The Blockchain Association, the Crypto Council for Innovation, and The Digital Chamber sent a joint letter June 21 to House Ways and Means Committee leaders Jason Smith and Richard Neal. The groups said the bill should pass “as introduced” because it would give miners and stakers clearer tax rules. They wrote that “after years of uncertainty” the proposal offers a compromise for builders and lawmakers.
The dispute centers on when mining and staking rewards should be taxed. Under current IRS guidance, miners and stakers may owe tax when they receive rewards, based on the market value at that time. The crypto lobby calls this “phantom income” because users may owe tax before they sell the asset.
H.R. 9175 would let taxpayers choose when to recognize rewards for tax purposes.

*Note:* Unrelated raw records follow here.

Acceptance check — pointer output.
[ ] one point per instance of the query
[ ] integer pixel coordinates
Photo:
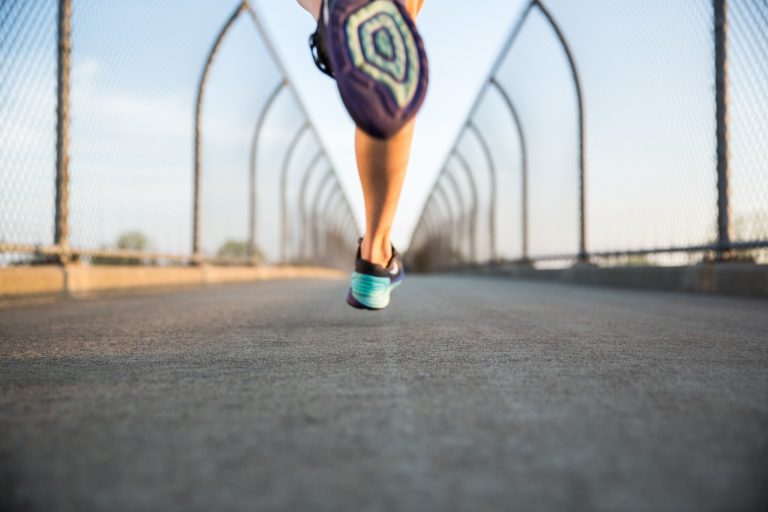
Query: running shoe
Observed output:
(373, 50)
(372, 284)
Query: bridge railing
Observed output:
(155, 132)
(611, 133)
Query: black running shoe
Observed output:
(372, 284)
(373, 50)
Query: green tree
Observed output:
(237, 250)
(128, 241)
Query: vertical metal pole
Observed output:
(303, 200)
(319, 191)
(492, 170)
(525, 257)
(254, 168)
(196, 253)
(439, 191)
(457, 229)
(583, 256)
(61, 221)
(724, 224)
(304, 128)
(474, 209)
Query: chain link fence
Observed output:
(155, 132)
(613, 141)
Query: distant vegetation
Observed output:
(128, 241)
(237, 250)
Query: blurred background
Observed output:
(275, 173)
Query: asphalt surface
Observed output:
(467, 394)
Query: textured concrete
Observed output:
(468, 394)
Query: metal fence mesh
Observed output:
(647, 76)
(748, 108)
(135, 71)
(27, 121)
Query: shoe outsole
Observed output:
(352, 301)
(380, 63)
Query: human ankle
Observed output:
(377, 250)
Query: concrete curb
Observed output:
(741, 279)
(75, 280)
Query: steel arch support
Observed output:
(523, 164)
(460, 240)
(583, 256)
(303, 200)
(304, 128)
(319, 191)
(196, 252)
(254, 165)
(474, 208)
(492, 214)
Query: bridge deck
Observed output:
(469, 393)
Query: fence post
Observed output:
(304, 128)
(492, 214)
(253, 198)
(524, 259)
(583, 256)
(474, 209)
(302, 203)
(196, 253)
(61, 221)
(724, 225)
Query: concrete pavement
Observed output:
(467, 394)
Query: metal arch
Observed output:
(196, 254)
(583, 256)
(335, 191)
(474, 209)
(319, 192)
(513, 34)
(492, 212)
(304, 128)
(462, 210)
(523, 163)
(277, 59)
(443, 229)
(254, 164)
(303, 200)
(63, 87)
(451, 217)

They could pay tax when they receive the crypto or defer it until they sell or dispose of it. The groups said this approach keeps income taxable while reducing pressure to sell tokens to cover tax.

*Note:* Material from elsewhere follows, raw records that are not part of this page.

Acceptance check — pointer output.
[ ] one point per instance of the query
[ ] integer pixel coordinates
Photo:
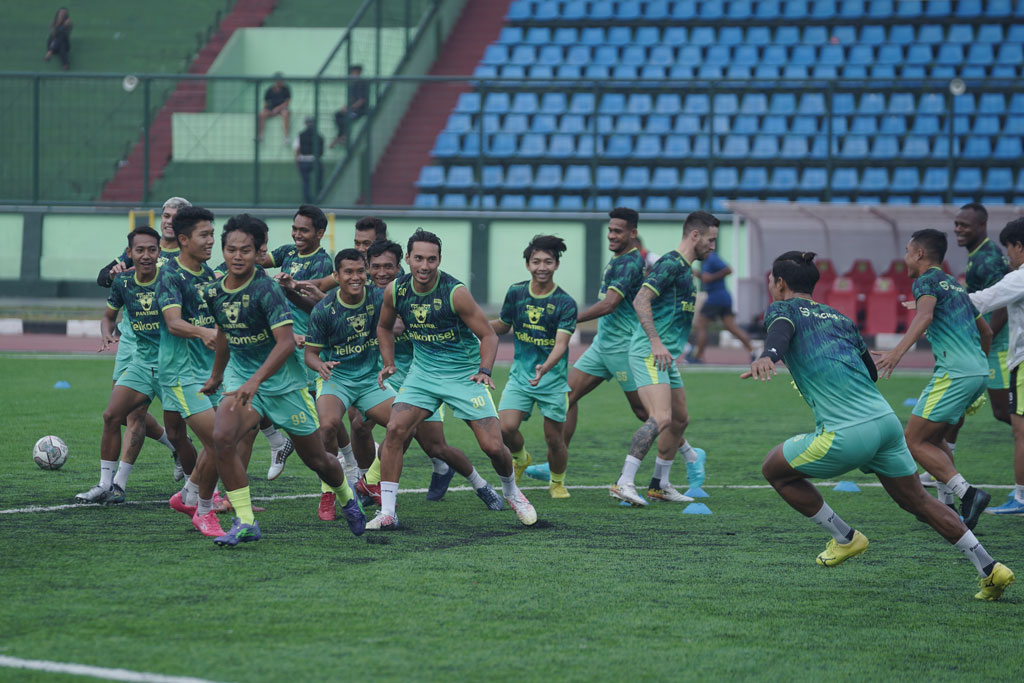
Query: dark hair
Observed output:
(314, 214)
(798, 269)
(978, 209)
(423, 236)
(187, 218)
(348, 255)
(629, 215)
(1013, 233)
(372, 223)
(548, 243)
(699, 221)
(385, 247)
(933, 242)
(142, 229)
(249, 224)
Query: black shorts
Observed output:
(713, 310)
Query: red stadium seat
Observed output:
(843, 297)
(882, 310)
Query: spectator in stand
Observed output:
(58, 42)
(275, 101)
(308, 150)
(358, 99)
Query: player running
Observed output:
(256, 361)
(454, 349)
(854, 425)
(137, 385)
(960, 338)
(665, 309)
(543, 317)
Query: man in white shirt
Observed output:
(1009, 292)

The letter also noted that proof-of-work and proof-of-stake networks secure more than $1.7 trillion in value. The groups argued that clearer rules would help ensure these networks “can be secured by Americans in America.”
The bill has not moved beyond the House Ways and Means Committee. It was introduced before a June legislative hearing as part of a wider crypto tax package. That package also includes the PARITY Act, which would direct the IRS to review small crypto transactions.
Rep. Steven Horsford filed an amendment that would limit reward tax deferral to five years. Crypto Council for Innovation CEO Ji Hun Kim opposed the change in a post on X, saying it would “break” the bill and raise “negligible revenue.”
The joint letter made a similar argument. It said a five-year limit would add recordkeeping costs and force taxpayers to track time-based recognition events across wallets and accounts. The groups said the amendment would bring back the problems the bill seeks to fix.
The American Bankers Association has opposed the measure. The banking group said the bill would treat crypto rewards differently from dividends, bank interest, and other returns that taxpayers report each year. It said the proposal would show “clear favoritism” for crypto over other asset classes.
The ABA argued that delayed taxation could help crypto rewards compound in ways common savings products cannot. It said the bill could reshape how Americans compare yield from crypto, bank accounts, and traditional investments.
The broader House crypto tax package drew scrutiny at a June 9 hearing. Mike Kaercher of the NYU Tax Law Center warned that reward deferral could act as a tax subsidy and raise abuse concerns. Coinbase tax executive Lawrence Zlatkin said current rules create confusion, hard compliance work, and pressure on the IRS.
The debate now sits with Congress. Crypto groups want the bill passed unchanged to settle reward tax timing. Banking groups and tax critics want lawmakers to avoid giving digital assets special treatment in the tax code.
The bill has no scheduled markup or floor vote.